Mushrooms hold potential for sustainable building materials

We slice them on pizza, toss them in salad and sauté them in stirfry. But have you ever thought about using mushrooms as furniture? According to the work of a team of researchers, the humble fungus is ready to leave the kitchen and take up a role as a building material.

In an innovative design project, six new stylish benches have been installed outside the UBC Bookstore. Assembled from light-coloured honeycomb-shaped bricks under a top of clear acrylic, the seats are more than an eye-catching spot where students can relax—they're also very much alive, grown from a blend of oyster mushroom spores and alder sawdust packed into moulds.

The roots of the project stretch back to 2014, when assistant professor at UBC School of Architecture and Landscape Architecture Joe Dahmen and his partner in work and life, Amber Frid-Jimenez, Canada Research Chair in Design and Technology at Emily Carr University of Art and Design, were expecting their second child.

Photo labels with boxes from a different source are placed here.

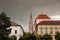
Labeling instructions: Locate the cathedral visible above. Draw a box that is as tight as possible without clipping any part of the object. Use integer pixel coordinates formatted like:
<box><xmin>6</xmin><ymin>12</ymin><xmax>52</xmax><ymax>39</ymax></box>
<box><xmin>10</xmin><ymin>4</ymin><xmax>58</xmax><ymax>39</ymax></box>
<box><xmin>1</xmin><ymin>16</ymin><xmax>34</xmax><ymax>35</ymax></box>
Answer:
<box><xmin>34</xmin><ymin>14</ymin><xmax>60</xmax><ymax>40</ymax></box>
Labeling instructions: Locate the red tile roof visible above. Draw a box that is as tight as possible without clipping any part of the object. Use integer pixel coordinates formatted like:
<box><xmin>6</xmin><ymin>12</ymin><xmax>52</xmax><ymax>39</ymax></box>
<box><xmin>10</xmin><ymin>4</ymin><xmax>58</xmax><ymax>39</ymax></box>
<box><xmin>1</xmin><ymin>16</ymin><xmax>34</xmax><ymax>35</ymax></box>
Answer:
<box><xmin>36</xmin><ymin>14</ymin><xmax>50</xmax><ymax>19</ymax></box>
<box><xmin>38</xmin><ymin>20</ymin><xmax>60</xmax><ymax>25</ymax></box>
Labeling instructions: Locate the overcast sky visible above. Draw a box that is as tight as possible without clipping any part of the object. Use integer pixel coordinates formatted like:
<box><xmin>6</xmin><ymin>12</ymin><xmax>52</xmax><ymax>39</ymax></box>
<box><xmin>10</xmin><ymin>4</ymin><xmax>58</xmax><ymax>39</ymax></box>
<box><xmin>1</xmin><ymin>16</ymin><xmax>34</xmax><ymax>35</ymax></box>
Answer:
<box><xmin>0</xmin><ymin>0</ymin><xmax>60</xmax><ymax>31</ymax></box>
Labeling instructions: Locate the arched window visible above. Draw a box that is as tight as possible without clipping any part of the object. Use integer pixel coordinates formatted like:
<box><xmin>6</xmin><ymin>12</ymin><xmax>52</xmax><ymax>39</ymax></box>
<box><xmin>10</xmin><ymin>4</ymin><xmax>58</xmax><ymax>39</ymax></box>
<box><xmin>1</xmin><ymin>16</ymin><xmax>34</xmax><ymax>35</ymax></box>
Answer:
<box><xmin>15</xmin><ymin>30</ymin><xmax>17</xmax><ymax>34</ymax></box>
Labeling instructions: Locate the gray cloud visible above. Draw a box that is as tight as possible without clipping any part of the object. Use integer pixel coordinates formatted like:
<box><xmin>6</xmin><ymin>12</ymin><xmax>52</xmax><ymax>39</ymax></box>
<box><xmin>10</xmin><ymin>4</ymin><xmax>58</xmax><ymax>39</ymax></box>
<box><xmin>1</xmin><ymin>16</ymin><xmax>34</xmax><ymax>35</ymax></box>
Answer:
<box><xmin>0</xmin><ymin>0</ymin><xmax>60</xmax><ymax>30</ymax></box>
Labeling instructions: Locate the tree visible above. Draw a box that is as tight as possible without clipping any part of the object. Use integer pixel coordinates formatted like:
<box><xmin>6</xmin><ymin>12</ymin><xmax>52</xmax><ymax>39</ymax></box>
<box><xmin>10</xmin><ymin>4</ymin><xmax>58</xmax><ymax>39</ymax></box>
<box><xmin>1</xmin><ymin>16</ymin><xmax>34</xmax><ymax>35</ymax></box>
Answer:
<box><xmin>10</xmin><ymin>35</ymin><xmax>17</xmax><ymax>40</ymax></box>
<box><xmin>55</xmin><ymin>32</ymin><xmax>60</xmax><ymax>40</ymax></box>
<box><xmin>0</xmin><ymin>12</ymin><xmax>10</xmax><ymax>40</ymax></box>
<box><xmin>39</xmin><ymin>34</ymin><xmax>52</xmax><ymax>40</ymax></box>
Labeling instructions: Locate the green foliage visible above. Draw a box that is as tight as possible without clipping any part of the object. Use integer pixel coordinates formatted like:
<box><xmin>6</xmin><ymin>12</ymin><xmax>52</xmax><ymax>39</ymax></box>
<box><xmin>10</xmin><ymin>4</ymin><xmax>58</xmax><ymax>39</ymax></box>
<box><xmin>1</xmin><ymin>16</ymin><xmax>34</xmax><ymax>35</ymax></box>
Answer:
<box><xmin>39</xmin><ymin>34</ymin><xmax>52</xmax><ymax>40</ymax></box>
<box><xmin>10</xmin><ymin>35</ymin><xmax>17</xmax><ymax>40</ymax></box>
<box><xmin>19</xmin><ymin>34</ymin><xmax>36</xmax><ymax>40</ymax></box>
<box><xmin>0</xmin><ymin>12</ymin><xmax>10</xmax><ymax>40</ymax></box>
<box><xmin>55</xmin><ymin>32</ymin><xmax>60</xmax><ymax>40</ymax></box>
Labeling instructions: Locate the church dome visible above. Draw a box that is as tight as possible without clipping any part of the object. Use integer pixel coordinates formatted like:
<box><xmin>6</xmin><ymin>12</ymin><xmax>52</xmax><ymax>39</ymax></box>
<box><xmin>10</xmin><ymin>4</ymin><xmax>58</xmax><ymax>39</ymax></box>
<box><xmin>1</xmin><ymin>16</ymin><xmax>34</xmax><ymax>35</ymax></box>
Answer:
<box><xmin>36</xmin><ymin>14</ymin><xmax>50</xmax><ymax>19</ymax></box>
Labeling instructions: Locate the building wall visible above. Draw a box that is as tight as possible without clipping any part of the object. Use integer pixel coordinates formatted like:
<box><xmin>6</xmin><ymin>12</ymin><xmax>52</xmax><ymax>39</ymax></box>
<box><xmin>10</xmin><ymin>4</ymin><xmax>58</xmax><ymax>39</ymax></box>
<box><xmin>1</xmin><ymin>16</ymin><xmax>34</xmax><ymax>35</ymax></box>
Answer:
<box><xmin>36</xmin><ymin>19</ymin><xmax>50</xmax><ymax>24</ymax></box>
<box><xmin>10</xmin><ymin>26</ymin><xmax>23</xmax><ymax>40</ymax></box>
<box><xmin>37</xmin><ymin>25</ymin><xmax>60</xmax><ymax>35</ymax></box>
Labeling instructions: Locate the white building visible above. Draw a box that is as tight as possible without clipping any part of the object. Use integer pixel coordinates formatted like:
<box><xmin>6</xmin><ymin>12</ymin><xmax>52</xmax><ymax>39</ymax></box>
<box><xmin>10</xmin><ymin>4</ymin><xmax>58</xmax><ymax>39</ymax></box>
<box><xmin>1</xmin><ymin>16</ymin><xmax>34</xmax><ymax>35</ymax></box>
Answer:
<box><xmin>9</xmin><ymin>22</ymin><xmax>23</xmax><ymax>40</ymax></box>
<box><xmin>35</xmin><ymin>14</ymin><xmax>60</xmax><ymax>40</ymax></box>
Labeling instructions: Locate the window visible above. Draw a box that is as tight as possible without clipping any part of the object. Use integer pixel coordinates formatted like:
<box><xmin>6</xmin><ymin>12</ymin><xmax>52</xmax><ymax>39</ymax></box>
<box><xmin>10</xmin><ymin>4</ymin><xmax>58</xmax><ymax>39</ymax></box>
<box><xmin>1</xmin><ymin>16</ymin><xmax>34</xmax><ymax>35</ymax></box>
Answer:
<box><xmin>50</xmin><ymin>27</ymin><xmax>53</xmax><ymax>34</ymax></box>
<box><xmin>15</xmin><ymin>30</ymin><xmax>17</xmax><ymax>34</ymax></box>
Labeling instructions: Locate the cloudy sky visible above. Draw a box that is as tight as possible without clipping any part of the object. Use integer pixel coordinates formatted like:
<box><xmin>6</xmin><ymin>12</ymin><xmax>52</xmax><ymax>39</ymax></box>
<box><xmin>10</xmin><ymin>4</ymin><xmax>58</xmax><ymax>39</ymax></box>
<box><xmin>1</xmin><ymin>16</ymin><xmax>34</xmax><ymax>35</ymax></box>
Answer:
<box><xmin>0</xmin><ymin>0</ymin><xmax>60</xmax><ymax>31</ymax></box>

They had been working on an architectural installation fabricated of recycled polystyrene blocks—not exactly the most benign material —when they decided to explore more eco-friendly options.

"Amber couldn't get near the thing because it was so toxic," Dahmen recalled, touring the greenhouse where the benches were grown. "It got me thinking that there must be a more natural material that would still enable a similar range of expression."

In their search for an alternative, Dahmen and Frid-Jimenez discovered the world of mycelium biocomposites, an emerging field in which mushroom roots, or mycelium, grow in loose cellulosic material such as sawdust. The results are durable materials with attributes similar to that of polystyrene foams. Although a U.S. company recently signed a contract to provide Ikea with mycelium-based packaging, the method had yet to be done in Canada.

Through UBC's social ecological economic development studies (SEEDS) sustainability program, Dahmen and Frid-Jimenez worked with university students and staff to develop a scalable method of producing mycelium biocomposites using two local materials: oyster mushroom spores and alder sawdust.

To address the size limitation of the material—mycelium biocomposites risk contamination by mould and bacteria if they exceed a half-metre in thickness—Dahmen developed a new process that drew inspiration from a wasps' nest discovered in the empty greenhouse that would house the project.

"I was really amazed at the honeycomb structure, because it's a highly efficient way of occupying space," he said, holding a piece of wasps' nest to display its dense grid of hexagonal chambers. "It's scalable, it can go in any direction, and it's extremely spatially efficient."

Putting a hole in the centre of each block of mycelium biocomposite not only allowed Dahmen to grow larger objects, it also provides a place in the benches for the mushroom to fruit. "That way, it's contained, so people can see it but they won't worry about getting it on their clothes when they sit down," he notes. The fact that oyster mushroom fruit are "delicious", said Dahmen, was a consolation whenever the growing process went awry.

Perhaps the greatest potential of mycelium biocomposites is as an alternative insulation material for buildings. "Their biggest application in the long run is in architecture and construction," said Dahmen. "The average age of commercial buildings in North America is under 40 years. If we could imagine construction materials that add positive value to ecosystems as they break down, we have a whole new paradigm for the way we approach buildings, at a time when we're demolishing most buildings long before they wear out."

Dahmen also foresees mycelium biocomposites as a replacement for many other roles played by polystyrene, from packaging to building insulation. "Styrofoam is a material that functions for a short amount of time as packaging, and then spends hundreds, if not thousands, of years in a landfill," he observed. Not only does mycelium biocomposite require much less energy to create, it also completely decomposes when composted, and helps break down other materials in the waste stream, making them available to other organisms.

The five-step bench creation process

1. Alder sawdust was sterilized, blended with nutrients, and inoculated with the spores of Pleurotus ostreatus (oyster mushroom) at a local mushroom farm.
2. The mycelium (mushroom roots) were left to grow in the sawdust for two weeks and then transferred to a greenhouse at UBC
3. The sawdust and mycelium mix was shredded in a wood chipper, and then packed into moulds.
4. After five days, the moulds were removed and the blocks of mycelium biocomposite were wrapped in Saran wrap to encourage the growth of chitin (a strong polysaccharide similar to lobster shells) on their exterior.
5. After drying, the blocks were ready to be assembled into benches, and covered with clear acrylic.